Summarizing, it can be stated that, as in the case of the basic, short rectangular geometry, one vortex fills the entire height of the channel, but due to the considerable length of the channel, the vortices approaching the left non-oscillating wall have less regular shapes. Moreover, the fluid movement caused by the high amplitude acoustic streaming intensifies convective heat transfer and a shortening of the measurement time of the thermometer can be expected.

5. Conclusions

This work focuses on the numerical study of large-amplitude, acoustically-driven streaming flow for the frequency range of the acoustic wave from 20 kHz to 80 kHz and temperature differences $\Delta T=(0,20,60)$ K between hot and cold surfaces. The geometries studied include two-dimensional rectangular resonators of various lengths, one three-dimensional rectangular resonator, and one long and narrow channel, representing a typical U-shaped resistance thermometer.

The mathematical model is based on the Navier–Stokes compressible equations and the ideal gas assumption. The numerical model is based on the finite volume method, and the computations are carried out with the use of OpenFoam CFD libraries. The desired frequency acoustic wave is created by vibrations of one of the walls of the considered geometry, which is modeled as a dynamically moving boundary of the numerical mesh.

The proposed numerical methodology is validated by comparison with the high-order numerical method used in [4]. Consequently, it turns out that the relatively low-order but fast and flexible FVM method captures the demanding and multiscale dynamics of compressible fluids over time scales, from the acoustic wave period to the slow time scale over which the streaming flow evolves. This shows that the FVM method can be successfully used in the study of streaming phenomenon in complex geometries and can be a good predictive tool for designing experiments.

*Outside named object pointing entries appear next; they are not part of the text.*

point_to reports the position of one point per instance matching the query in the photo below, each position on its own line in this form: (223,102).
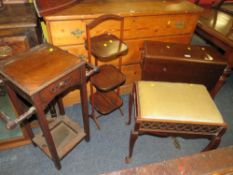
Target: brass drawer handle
(60,85)
(180,24)
(82,57)
(5,51)
(78,33)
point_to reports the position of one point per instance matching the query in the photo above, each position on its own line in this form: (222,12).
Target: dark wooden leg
(93,116)
(48,137)
(130,105)
(215,141)
(20,110)
(221,81)
(61,106)
(84,104)
(133,138)
(52,110)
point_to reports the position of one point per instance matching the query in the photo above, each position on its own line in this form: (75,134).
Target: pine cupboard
(161,20)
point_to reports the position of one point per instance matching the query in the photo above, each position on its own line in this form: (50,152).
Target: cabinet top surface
(17,15)
(91,8)
(39,67)
(219,24)
(182,52)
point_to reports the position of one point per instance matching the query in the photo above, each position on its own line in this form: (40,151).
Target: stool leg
(215,141)
(61,106)
(47,135)
(130,105)
(133,138)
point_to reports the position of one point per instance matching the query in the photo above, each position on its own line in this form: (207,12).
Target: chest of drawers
(167,21)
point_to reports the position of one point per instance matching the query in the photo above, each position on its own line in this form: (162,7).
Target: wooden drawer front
(180,71)
(12,45)
(133,56)
(151,26)
(73,31)
(60,86)
(67,32)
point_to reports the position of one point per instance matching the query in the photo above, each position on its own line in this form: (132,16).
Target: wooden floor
(216,162)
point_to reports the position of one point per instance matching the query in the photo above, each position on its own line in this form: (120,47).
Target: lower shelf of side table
(66,135)
(106,102)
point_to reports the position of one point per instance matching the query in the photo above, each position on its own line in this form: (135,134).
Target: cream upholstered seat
(174,109)
(182,102)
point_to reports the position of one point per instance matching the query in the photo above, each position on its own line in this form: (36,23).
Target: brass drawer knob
(77,33)
(5,51)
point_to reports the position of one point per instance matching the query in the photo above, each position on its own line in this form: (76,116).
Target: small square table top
(39,67)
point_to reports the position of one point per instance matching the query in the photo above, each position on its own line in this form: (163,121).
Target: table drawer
(60,86)
(10,46)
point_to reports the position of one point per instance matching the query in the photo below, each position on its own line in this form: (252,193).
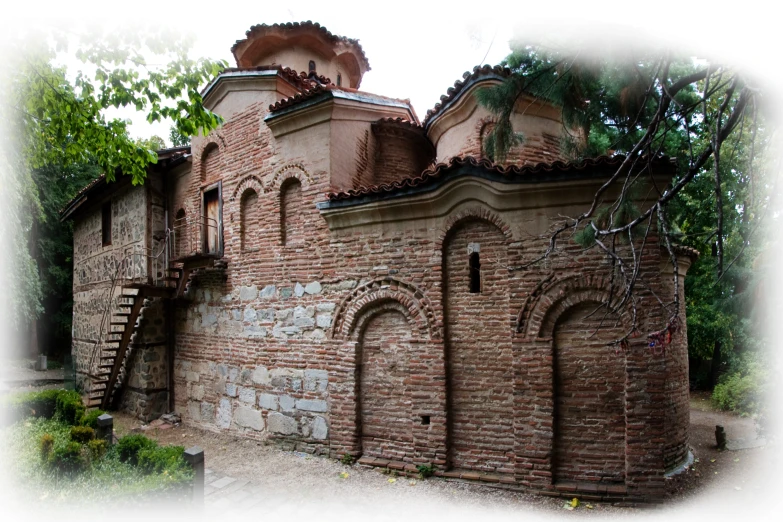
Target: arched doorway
(384,406)
(589,389)
(479,356)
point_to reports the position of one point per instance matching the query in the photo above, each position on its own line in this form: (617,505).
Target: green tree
(60,122)
(642,104)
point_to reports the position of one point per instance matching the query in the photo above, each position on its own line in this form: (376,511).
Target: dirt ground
(730,474)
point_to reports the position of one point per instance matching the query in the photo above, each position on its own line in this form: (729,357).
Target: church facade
(327,272)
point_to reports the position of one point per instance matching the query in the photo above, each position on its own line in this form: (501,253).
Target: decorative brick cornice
(552,297)
(363,303)
(473,213)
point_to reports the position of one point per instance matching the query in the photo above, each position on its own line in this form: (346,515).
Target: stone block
(224,414)
(207,412)
(247,395)
(304,322)
(313,288)
(249,418)
(197,392)
(311,405)
(260,375)
(248,293)
(267,401)
(281,424)
(194,411)
(320,430)
(249,314)
(287,403)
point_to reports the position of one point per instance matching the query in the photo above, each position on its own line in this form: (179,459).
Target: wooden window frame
(204,190)
(106,223)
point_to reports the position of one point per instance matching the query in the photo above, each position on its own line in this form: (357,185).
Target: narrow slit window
(475,273)
(106,223)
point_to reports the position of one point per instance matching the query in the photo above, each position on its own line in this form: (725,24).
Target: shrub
(162,459)
(47,444)
(129,447)
(69,407)
(97,448)
(82,434)
(90,418)
(37,404)
(68,458)
(426,470)
(741,390)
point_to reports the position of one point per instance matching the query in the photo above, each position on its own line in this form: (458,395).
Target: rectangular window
(212,221)
(106,223)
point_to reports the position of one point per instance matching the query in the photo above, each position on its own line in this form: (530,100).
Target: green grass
(105,479)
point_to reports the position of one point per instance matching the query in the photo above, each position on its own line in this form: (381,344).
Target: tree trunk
(715,366)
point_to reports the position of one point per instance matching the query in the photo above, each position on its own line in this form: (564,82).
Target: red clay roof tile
(459,85)
(436,172)
(261,28)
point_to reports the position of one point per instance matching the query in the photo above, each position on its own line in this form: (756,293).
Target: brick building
(329,273)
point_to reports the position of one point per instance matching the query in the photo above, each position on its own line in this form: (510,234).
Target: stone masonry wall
(352,341)
(96,265)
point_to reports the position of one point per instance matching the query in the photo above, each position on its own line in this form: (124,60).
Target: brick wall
(367,340)
(478,343)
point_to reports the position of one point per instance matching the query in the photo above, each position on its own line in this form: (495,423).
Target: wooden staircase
(115,353)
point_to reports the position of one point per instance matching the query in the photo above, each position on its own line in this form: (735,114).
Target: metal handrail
(136,256)
(190,236)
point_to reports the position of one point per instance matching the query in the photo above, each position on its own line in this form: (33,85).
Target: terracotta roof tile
(401,122)
(317,89)
(459,85)
(436,172)
(299,80)
(260,28)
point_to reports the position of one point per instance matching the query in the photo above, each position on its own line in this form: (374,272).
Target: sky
(417,50)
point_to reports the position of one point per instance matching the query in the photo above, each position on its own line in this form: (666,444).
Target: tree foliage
(62,123)
(644,104)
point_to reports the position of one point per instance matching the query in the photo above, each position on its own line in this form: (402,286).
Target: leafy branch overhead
(709,118)
(65,121)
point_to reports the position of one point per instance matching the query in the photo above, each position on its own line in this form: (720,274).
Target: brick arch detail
(249,182)
(467,214)
(214,140)
(353,311)
(553,297)
(294,170)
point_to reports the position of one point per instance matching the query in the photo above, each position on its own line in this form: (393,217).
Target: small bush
(69,407)
(97,448)
(90,418)
(426,470)
(47,444)
(162,459)
(82,434)
(129,447)
(68,458)
(742,390)
(37,404)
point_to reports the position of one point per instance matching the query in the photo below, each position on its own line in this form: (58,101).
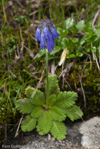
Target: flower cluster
(46,34)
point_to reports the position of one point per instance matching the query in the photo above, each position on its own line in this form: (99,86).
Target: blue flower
(46,34)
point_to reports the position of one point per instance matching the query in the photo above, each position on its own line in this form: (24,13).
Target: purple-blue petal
(47,33)
(50,43)
(54,33)
(38,35)
(43,41)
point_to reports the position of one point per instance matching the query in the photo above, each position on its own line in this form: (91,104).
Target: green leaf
(66,99)
(57,113)
(80,25)
(29,91)
(52,99)
(37,112)
(28,124)
(24,105)
(58,130)
(74,113)
(69,23)
(38,98)
(45,122)
(94,49)
(53,85)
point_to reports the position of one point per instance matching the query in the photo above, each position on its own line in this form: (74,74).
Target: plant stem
(47,85)
(5,18)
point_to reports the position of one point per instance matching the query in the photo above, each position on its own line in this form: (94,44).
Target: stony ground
(80,135)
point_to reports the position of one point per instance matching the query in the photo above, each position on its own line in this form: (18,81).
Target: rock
(90,131)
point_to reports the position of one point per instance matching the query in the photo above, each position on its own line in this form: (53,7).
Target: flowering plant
(47,114)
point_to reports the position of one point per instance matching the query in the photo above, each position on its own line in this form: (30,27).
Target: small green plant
(46,112)
(48,116)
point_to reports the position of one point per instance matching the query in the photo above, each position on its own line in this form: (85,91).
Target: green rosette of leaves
(48,116)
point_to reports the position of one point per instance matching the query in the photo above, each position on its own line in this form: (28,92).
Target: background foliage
(22,62)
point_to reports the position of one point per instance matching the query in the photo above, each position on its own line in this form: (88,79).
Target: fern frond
(24,105)
(58,130)
(53,85)
(45,122)
(37,112)
(66,99)
(28,124)
(74,113)
(57,113)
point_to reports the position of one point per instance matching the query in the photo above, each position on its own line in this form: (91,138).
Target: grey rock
(90,131)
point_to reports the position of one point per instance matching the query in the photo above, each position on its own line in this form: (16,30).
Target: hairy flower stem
(47,85)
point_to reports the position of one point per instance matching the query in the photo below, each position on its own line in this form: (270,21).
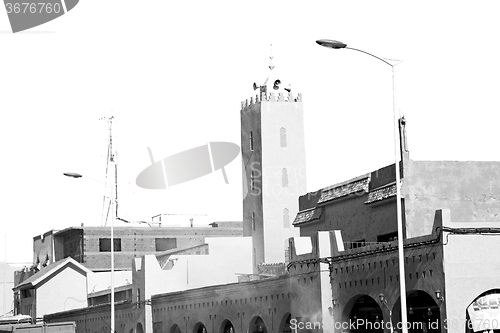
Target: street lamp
(77,175)
(334,44)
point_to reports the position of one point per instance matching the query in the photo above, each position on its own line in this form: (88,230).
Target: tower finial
(271,66)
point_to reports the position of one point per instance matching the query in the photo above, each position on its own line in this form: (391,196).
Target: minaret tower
(274,168)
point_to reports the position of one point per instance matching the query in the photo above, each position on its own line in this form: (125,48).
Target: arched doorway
(366,315)
(285,324)
(423,313)
(199,328)
(227,327)
(257,325)
(483,313)
(175,329)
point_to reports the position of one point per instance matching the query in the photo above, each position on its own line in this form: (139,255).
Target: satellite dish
(276,85)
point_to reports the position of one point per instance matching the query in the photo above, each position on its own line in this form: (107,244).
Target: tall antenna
(110,159)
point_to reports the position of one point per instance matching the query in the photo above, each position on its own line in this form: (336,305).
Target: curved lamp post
(334,44)
(77,175)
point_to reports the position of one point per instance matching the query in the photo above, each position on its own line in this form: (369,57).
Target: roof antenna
(271,67)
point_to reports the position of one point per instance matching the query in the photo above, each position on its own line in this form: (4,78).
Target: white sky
(174,74)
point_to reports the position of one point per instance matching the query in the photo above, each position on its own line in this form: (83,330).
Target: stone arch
(366,311)
(488,300)
(285,323)
(257,325)
(226,327)
(175,329)
(422,310)
(199,328)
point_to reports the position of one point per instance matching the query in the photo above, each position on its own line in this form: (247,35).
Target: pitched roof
(339,191)
(49,270)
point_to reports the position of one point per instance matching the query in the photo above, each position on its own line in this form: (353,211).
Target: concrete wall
(6,295)
(65,290)
(264,117)
(470,190)
(276,114)
(471,266)
(239,303)
(253,225)
(351,214)
(136,242)
(43,247)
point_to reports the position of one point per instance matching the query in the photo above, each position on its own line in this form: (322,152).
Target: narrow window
(105,244)
(284,177)
(286,218)
(165,244)
(138,298)
(282,137)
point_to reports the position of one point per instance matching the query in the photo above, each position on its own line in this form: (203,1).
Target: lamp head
(333,44)
(72,174)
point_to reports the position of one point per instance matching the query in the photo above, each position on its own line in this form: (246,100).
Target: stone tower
(274,169)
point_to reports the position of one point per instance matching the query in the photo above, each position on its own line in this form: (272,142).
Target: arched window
(284,177)
(282,137)
(286,218)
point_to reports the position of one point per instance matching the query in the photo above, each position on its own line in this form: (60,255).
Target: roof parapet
(272,97)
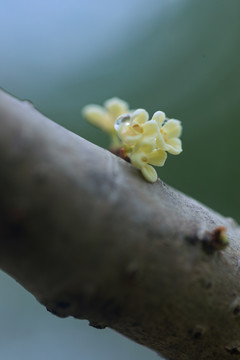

Simulations in 2D resonators confirm that the baroclinic acoustic streaming is largely frequency independent, and its intensity increases with the temperature gradient between the hot and cold surface. It can be potentially important that a slight maximum of the streaming flow is observed at 40 kHz, which may suggest the optimal frequency of the acoustic wave for a specific application. This maximum also varies weakly with the temperature gradient. This suggests that the streaming phenomenon may have an even more positive effect in the case of large temperature differences between hot and cold sources and that the frequency of the acoustic wave should be selected in accordance with the expected temperature difference.

Simulations in a 3D resonator show that a three-dimensional pair of streaming vortices is formed in the whole space of the resonator. Examination of the streaming flow in the longitudinal cross-sections exposes that the intensity of streaming is gradually decreasing approaching the side walls of the resonator creating a quasi-parabolic profile. It shows that the future development of this research should focus on fully 3D calculations for various frequencies and temperature gradients and a precise identification of the influence of the bounding walls on the streaming flow.

Simulations in the long and narrow channel, the dimensions of which corresponded to a typical U-shaped resistance thermometer, show that the acoustic streaming can be induced by vibration of the far end vertical wall and manifest itself as a long row of counter-rotating vortices that vary slightly along the channel. Moreover, comparing the simulation with and without wall vibrations shows that the movement of the fluid caused by the acoustic streaming flow intensifies the convective heat transfer, which may shorten the measurement time of such a thermometer.